Watercolour was central to both Turner and Constable’s innovations in landscape painting. Tintern Abbey 1794 (below) shows Turner moving watercolour on from the topographic illustration of the tinted drawing into a standalone expressive artform. For working onsite, Turner created his own field set by wetting his watercolour cakes then sticking them inside an old leather folio cover. Taking advantage of watercolours’ immediacy, Constable sketched sky studies so accurate they pushed forward the new science of meteorology. Notes of cloud types, location, time, and wind speed on the verso of his sketches informed the rich sense of place that is so compelling in his studio paintings. Painting outside in Suffolk during the summer, Constable habitually wintered in London where he kept a studio and lodgings.

London 1832

Chemist William Winsor and businessman Henry Newton must have had an exciting sense of the potential for their artists’ colourmen business in 1832.

Winsor’s house and the work premises were at 38, Rathbone Place in London’s Fitzrovia. The street was a network of artists’ studios, busy with just the type of professionals they wished to cater for. John Constable was their neighbour at number 50 and JMW Turner would become a regular visitor, ‘Your business, Winsor, is to make colour. Mine is to use them.’

The most developed industrial city in the world, London gave them access to skilled toolmakers, engineering mills that would grind and mill pigments to a refinement that ‘set the international standard for generations to come’.

Chinese White pigment from the Winsor & Newton archive.

A gifted chemist, Winsor had early successes for Winsor & Newton with the introduction of Chinese White in 1834 (ill.2) the first white formulated to work in watercolour, then in 1835 the creation of new ‘moist’ watercolours.
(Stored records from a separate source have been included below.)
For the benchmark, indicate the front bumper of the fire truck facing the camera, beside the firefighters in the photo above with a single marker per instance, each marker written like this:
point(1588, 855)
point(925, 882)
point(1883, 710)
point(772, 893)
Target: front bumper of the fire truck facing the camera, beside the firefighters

By adding glycerine to the formula, Winsor & Newton’s watercolour cakes were re-wettable with the stroke of a wet brush only.

The creative environment of artists and industrialists around Rathbone Place included talented chemists such as George Field, (1777-1854) an associate of Winsor & Newton and colourman to Turner. Field’s newly synthesised colours such as Cobalt blue and violet were put to immediate use by Turner, creating watercolour paintings of the fullest artistic expression.

Cobalt Blue and Cobalt Violet pigments from the Winsor & Newton Archive.

Turner and Constable had transformed watercolour painting and by the late 1830s, Winsor & Newtons’ industrial manufacturing standards, new formulations, vibrant new colours and convenient packaging had done the same for watercolour paints.

J.M.W Turner, Lyme Regis, 29x44 cm, watercolour on paper,1834. Public domain, via Wikimedia Commons.

The Watercolour Craze

Fashion for the Picturesque and commercially available materials created a national craze for watercolour, now known as the ‘English Art’. Watercolour painting became integrated into British society and education, suitable particularly for young women of middling and higher rank. Winsor & Newton set standards at the top end of the materials market and other manufacturers soon followed, the so-called ‘shilling colour box’ selling over 11 million units between 1853 and 1870.

Perhaps characteristically for Britain, the Golden Age of watercolour painting found its expression not just with supremely gifted artists such as Turner and Constable but in an enormous popular uptake by amateur artists. The development of artists’ paint in this period, accelerated by an extraordinary generation of artists, chemists, and industrialists, created an international gold standard for Winsor & Newton Professional Watercolour that it holds to this day.